Cliff diving in Buruanga
BY RANDY V. URLANDA

From the halfway dive spot at sand-filled Ariel’s Point off the rustic coastal town of Buruanga in Aklan near the Antique border, a novice diver was poised to plunge into the 35-meter deep blue water from a 15-meter high stone ledge.
At a speed of 60 kph, the dive was preceded by a loud splash and a big bull’s eye of white bubbles that marked the spot where he went into. A few second later, he emerged from the water with a wide grin, raised his right hand, and whooped it up to the boisterous cheers of his friends above. He became one of the growing numbers of cliff divers in Buruanga.
But unlike the world-renowned cliff divers of La Quebrada in Acapulco, Mexico, who have been drawing tourists since 1934 by diving from a 45-meter tall cliff into a narrow gorge, Ariel’s divers are not athletes skilled in high-diving.

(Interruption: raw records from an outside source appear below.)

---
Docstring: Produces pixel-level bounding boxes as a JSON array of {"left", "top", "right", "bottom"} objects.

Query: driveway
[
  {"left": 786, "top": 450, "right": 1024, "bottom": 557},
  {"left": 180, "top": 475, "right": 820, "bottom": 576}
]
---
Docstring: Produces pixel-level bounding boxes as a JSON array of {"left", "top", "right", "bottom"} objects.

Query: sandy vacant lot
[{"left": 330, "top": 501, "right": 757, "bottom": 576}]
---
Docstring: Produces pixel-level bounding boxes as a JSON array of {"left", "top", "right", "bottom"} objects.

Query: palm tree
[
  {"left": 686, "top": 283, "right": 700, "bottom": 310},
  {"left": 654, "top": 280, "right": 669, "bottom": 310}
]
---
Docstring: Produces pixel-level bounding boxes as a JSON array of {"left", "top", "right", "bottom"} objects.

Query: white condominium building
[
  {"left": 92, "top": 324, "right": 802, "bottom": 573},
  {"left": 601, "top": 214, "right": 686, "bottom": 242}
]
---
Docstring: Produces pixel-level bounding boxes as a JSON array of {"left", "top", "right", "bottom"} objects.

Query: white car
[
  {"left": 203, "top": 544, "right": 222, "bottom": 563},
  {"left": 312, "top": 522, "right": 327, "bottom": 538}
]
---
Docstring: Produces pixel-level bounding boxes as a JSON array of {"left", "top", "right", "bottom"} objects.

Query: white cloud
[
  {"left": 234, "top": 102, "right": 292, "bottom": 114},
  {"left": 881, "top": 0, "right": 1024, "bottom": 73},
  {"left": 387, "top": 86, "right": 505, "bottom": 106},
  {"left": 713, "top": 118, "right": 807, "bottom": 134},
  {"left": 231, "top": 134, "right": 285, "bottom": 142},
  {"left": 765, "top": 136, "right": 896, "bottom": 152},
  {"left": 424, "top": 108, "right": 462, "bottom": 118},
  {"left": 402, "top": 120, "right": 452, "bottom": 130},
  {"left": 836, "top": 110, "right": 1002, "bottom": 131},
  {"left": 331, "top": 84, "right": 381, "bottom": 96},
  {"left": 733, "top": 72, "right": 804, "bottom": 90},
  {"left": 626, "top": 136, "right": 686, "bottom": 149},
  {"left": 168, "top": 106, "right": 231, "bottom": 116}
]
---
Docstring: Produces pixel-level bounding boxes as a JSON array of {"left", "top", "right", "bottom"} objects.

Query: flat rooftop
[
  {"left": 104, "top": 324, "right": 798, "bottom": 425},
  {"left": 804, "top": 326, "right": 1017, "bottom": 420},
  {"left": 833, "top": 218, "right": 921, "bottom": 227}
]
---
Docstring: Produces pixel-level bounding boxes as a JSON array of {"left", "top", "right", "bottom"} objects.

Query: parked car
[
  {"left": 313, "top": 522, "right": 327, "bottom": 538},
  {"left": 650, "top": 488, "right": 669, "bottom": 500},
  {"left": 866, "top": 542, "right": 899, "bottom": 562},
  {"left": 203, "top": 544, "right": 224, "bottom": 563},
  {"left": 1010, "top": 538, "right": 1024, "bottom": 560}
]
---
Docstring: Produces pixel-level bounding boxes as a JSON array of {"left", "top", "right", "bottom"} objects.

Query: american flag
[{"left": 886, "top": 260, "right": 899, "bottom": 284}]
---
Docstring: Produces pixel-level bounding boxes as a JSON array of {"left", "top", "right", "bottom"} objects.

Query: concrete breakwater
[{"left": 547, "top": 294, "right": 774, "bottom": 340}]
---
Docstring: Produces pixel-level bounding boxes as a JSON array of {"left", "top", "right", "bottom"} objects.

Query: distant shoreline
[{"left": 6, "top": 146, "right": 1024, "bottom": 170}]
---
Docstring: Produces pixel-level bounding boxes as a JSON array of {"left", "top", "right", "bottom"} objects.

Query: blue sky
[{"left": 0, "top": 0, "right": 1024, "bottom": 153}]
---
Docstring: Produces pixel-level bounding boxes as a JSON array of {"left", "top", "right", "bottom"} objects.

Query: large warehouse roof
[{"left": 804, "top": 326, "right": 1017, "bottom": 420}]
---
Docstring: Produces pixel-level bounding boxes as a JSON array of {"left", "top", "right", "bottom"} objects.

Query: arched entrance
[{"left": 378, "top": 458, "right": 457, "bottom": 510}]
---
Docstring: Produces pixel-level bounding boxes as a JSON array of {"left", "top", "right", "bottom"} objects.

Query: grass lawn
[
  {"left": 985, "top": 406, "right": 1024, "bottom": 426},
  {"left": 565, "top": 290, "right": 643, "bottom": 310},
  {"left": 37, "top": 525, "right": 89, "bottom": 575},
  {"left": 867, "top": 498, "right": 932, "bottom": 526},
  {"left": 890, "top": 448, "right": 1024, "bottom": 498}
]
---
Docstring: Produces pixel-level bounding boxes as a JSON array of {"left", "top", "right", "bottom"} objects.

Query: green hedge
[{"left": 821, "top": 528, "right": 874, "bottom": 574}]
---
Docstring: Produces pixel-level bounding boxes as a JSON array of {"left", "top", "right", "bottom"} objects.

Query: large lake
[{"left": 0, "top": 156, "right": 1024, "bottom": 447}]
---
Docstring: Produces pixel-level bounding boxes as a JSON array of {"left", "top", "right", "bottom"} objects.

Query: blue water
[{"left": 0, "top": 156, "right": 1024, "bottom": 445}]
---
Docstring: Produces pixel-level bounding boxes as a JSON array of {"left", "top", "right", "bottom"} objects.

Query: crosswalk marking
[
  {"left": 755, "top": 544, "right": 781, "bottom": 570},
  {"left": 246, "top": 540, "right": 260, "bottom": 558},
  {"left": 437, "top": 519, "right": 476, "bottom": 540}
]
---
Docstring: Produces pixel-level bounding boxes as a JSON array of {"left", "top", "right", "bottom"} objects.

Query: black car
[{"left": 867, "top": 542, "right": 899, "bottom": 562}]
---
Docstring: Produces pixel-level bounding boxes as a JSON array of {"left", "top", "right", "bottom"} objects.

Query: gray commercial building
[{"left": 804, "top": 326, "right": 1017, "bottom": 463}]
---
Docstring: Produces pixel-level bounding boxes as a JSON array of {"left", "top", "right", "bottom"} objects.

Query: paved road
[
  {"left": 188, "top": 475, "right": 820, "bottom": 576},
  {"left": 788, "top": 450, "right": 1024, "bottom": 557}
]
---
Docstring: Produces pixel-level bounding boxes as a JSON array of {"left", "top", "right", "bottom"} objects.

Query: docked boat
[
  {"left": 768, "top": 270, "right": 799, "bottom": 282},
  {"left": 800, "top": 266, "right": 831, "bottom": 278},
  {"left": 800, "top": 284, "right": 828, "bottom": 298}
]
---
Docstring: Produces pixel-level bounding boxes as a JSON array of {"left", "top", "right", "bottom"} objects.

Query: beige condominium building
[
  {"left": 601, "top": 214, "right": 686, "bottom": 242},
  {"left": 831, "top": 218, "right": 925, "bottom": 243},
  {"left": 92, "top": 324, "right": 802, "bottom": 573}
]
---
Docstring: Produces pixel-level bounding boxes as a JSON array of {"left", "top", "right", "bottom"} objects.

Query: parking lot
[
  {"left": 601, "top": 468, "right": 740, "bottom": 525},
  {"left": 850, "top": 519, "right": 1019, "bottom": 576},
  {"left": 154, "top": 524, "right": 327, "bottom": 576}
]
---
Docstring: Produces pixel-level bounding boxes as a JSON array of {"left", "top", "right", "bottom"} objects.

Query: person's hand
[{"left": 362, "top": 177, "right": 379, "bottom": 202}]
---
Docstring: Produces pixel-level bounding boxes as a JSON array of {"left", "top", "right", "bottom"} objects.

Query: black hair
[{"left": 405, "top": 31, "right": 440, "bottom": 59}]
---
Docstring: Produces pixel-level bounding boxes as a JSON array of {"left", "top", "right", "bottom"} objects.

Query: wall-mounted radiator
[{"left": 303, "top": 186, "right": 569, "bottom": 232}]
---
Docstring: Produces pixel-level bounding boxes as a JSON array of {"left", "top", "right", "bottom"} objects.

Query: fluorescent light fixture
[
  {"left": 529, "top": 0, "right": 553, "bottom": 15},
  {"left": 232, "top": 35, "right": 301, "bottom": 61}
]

They are ordinary tourists, many of whom have not even swam or plunged into deep waters in their life.
Officially called Batason Point in the map, the one-hectare rocky Ariel’s Point (named after Ariel Abriam who got a lease-to-own deal from its former owner), which is a 30-minute cruise on a 22-seater speedboat, is now a major water sport destination for Boracay holiday makers and pelagic sports enthusiasts who consider it as one of the “best dive spots” in the world-renowned island destination.
“I discovered this place facing the Cuyo Sea more than a year ago when me and my son, Alvin, who just graduated from Annapolis and was here for vacation, was scouting for a place to build a resort with the ambience of Boracay 30 years ago,” says Ariel Abriam, a retired US naval commander of the Sixth Fleet who was in charge of more than 200 ports in 44 countries in Europe and Africa.
“A father (who is now 85) and son toiled for 14 years in hauling gravel and sand from the fishing village of Alegria, 500 meters across the cove in the mainland, to fill all the crevices and horizontal pockets of this craggy promontory, including carving out steps along the cliff, to make this a diving resort,” narrates Ariel who got an appointment at the Annapolis Naval Academy in 1974, and joined the Navy after graduation from the Ivy League military school.
The primeval beauty of Ariel’s Point is naturally preserved because it is only accessible by sea from Buruanga, two kilometers away on the mainland of Panay, and half an hour away on a passenger speedboat from Boracay.
To go up to the cliff side water sport destination, visitors have to go down a small pier below and enter a winding stairwell inside a gaping limestone crevice.
“Unlike Acapulco’s La Quebrada where its renowned cliff divers wait for big waves to come in before they plunge into its five-meter deep water through a narrow gorge, novice divers here dive into a 35-meter deep blue water along a sea wall like that in Yapak (a dive spot in the northern tip of Boracay) that’s not affected by tidal pattern,” explains Ariel, who also owns the tony 30-room Boracay Beach Club (BBC) Hotel in Boracay’s upscale Balabag district.
Ariel’s Point has three furnished native cottages where weary divers can take a rest, and tiered dining areas on the rocky promontory naturally shaded by pandanus trees and lush coastal vegetation, which is the habitat of macaques, birds, and other wildlife.
“For just US$25, a guest is ferried here before noon either on a 15-meter motorized outrigger or a 22-seater speedboat, eat a sumptuous buffet of seafood and native meat dishes, drink all the beers and sodas he could drink, swim and dive till he gets tired, relax in a cabana, then be ferried back to Boracay at sunset,” says Ariel.
Ariel’s Point has become an ideal place to hold special events like that of Sports Unlimited and Miss Earth, whose candidates all enjoyed their dives, celebrities like TV host Donita Rose, the Kwok family who owns the Shangri-La resort hotel chain, Mark Nelson, and foreign tourists who’ve been wanting to do an Acapulco-type dive all their life, only to realize their dream at Ariel’s Point.
So, if you want to overcome your fear of heights and drowning, you can do both by diving without hesitating atop the four-story stone ledge. Coming out of the water triumphantly after the splash will make you do it over and over again.